James Lokken's listserv signiture says that he is a retired pastor in the Bay area. He is a true crusader, but my observation is he has been a thoughtful crusader for the normalization of homosexuality within commited relationship. He is interesting for a thoughtful traditionalist to read (unlike myself, a neanderthalian fundamentalist)because he draws conclusion after conclusion in his writings. he has been a crusader in the decade long Lutherlink internet discussion. In a recent online article he wrote:

"I found myself articulating for this group some of the "traditionalist" perspectives. Nobody there was representing that point of view, and I thought it should be mentioned that the ELCA embraces a range of opinions.

I've been involved in an Internet discussion, "ELCA Human Sexuality Discussion," almost daily since 1993 when the First Draft of the ELCA's proposed Sexuality Statement was released. Over the past decade, more than 22,000 posts in this online meeting reflect just about every point of view and discuss almost every issue related to this topic. Currently more than 400 subscribers read that online discussion, mostly clergy; fewer than a dozen are frequent posters. It becomes a panel discussion of sorts. The same questions get asked over and over as new people come on line and others drop out. By now I'm pretty familiar with where this discussion goes.

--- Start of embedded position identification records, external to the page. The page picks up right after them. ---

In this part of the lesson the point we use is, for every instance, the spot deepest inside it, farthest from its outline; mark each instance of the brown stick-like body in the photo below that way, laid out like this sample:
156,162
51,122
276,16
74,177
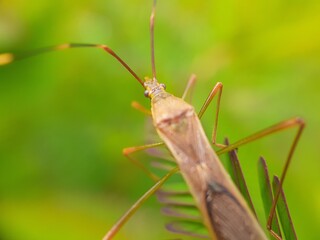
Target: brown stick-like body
224,211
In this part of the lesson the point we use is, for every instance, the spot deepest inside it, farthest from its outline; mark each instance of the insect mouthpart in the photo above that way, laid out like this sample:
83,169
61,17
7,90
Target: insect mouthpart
153,88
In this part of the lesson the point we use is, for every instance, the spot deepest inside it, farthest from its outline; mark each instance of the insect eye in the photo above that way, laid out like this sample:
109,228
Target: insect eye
146,93
163,85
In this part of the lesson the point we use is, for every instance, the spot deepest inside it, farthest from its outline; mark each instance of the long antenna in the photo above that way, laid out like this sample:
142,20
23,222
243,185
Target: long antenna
6,58
153,13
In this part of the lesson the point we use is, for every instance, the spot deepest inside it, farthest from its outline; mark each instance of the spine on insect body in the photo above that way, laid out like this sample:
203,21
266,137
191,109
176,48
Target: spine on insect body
225,213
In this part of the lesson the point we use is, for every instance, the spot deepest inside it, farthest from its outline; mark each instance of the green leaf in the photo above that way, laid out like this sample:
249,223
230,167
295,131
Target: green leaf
283,212
266,194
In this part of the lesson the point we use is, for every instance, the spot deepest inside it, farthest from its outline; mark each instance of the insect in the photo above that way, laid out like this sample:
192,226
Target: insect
225,213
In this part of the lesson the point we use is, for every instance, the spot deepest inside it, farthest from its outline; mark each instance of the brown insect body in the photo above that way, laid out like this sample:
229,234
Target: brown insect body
224,211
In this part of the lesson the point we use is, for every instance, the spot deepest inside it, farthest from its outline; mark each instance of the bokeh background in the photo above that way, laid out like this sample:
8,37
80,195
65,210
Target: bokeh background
65,116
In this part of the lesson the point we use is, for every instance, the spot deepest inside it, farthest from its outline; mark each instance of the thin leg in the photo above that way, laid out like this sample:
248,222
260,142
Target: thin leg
216,89
137,204
189,87
294,122
128,151
140,108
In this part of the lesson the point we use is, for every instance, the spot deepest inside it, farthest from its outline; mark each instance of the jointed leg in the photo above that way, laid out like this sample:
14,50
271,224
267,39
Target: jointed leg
137,204
294,122
216,89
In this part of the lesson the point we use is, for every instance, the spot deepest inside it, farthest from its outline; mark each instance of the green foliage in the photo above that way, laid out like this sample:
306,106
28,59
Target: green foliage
65,116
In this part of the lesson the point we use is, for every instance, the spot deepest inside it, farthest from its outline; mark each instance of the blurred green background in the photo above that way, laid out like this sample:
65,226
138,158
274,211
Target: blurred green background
65,116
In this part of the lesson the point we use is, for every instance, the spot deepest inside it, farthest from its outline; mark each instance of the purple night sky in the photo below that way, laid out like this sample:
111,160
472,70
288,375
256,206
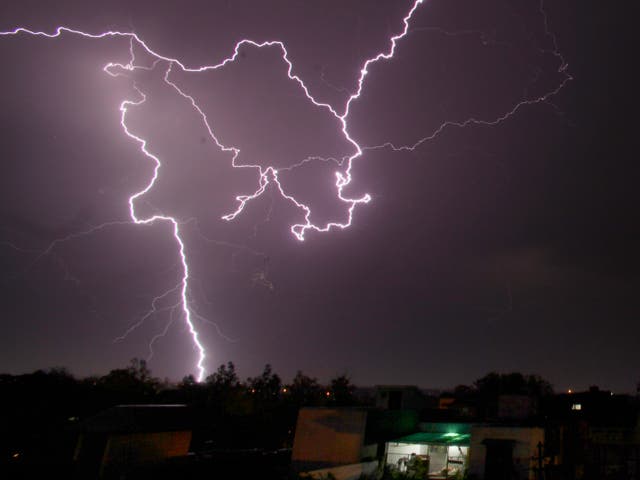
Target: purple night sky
506,245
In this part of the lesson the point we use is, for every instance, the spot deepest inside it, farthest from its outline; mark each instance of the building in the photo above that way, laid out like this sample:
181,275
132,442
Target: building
126,437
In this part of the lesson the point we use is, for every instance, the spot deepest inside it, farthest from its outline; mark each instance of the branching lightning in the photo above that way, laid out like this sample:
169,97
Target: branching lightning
266,175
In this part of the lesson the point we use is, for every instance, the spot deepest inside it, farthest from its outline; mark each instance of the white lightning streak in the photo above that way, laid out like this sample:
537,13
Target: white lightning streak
266,175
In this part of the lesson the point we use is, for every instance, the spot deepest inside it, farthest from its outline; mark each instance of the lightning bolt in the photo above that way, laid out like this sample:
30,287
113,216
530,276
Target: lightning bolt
266,175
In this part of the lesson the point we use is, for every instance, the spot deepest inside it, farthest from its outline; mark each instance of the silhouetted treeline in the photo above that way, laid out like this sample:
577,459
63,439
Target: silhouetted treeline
43,412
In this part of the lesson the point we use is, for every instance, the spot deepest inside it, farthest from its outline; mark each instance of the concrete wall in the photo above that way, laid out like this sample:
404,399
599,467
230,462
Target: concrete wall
130,449
345,472
525,447
329,436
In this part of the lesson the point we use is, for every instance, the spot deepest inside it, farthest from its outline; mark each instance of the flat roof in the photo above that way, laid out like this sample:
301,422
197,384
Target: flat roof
430,438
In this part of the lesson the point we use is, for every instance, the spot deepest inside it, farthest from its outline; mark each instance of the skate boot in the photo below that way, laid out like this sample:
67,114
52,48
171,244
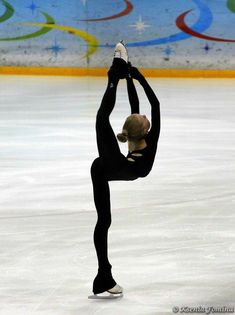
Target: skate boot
120,61
113,293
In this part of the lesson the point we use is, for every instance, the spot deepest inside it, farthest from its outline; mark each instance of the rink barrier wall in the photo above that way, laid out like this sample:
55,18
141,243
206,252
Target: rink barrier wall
174,73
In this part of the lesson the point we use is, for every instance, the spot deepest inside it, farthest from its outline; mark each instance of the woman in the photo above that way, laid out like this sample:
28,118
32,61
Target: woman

I cited the recent statement of a self-described "traditionalist": If we understand homosexual acts to be categorically contrary to God's will because the acts are inherently sinful, then refusing to ordain non-celibate lesbians and gay men, and refusing to bless same-sex unions, is logical. Based on the half-dozen Bible passages that condemn same-sex sexual behavior, this is the conviction of many, perhaps a majority, of ELCA members. That's why we have the current policy.

But that's a big "if," I pointed out. There is another scripturally supported understanding.

If the sinfulness of sexual behavior is not in the physical acts, nor in the gender of the parties, nor in their marital status or lack of it, but rather in their attitudes and relationships, emotions and motivations, that points us to a different pastoral conclusion. In that case the rightness or wrongness of an act cannot be judged abstractly, but depends on the dynamic relationships of the individuals, their attitudes, their love or lack of it, their complex emotions and ambivalent reactions to each other.

In that case, our confession that "we are by nature sinful and unclean, and that we have sinned in thought, word, and deed, by what we have done and by what we have left undone" is relevant. We pray God to forgive us, for Christ's sake, and to renew us from within. Then we take a fresh look at our personal relationships. Our faith assures us that in Christ God has forgiven us and promises to be with us to renew our relationships with each other."

Lokken seems to be saying as long as a person is in love homosexual acts are OK. The obvious problem is that a pedophile could say the same thing. A persosn who goes from one failed relationship to another could say the same thing.

You read Faithful journey in New York and see how that understanding works. You need to, it is the one that is winning in the ELCA.

Please note that it is sandwiched between two articles on (guess?) Fundamentalism.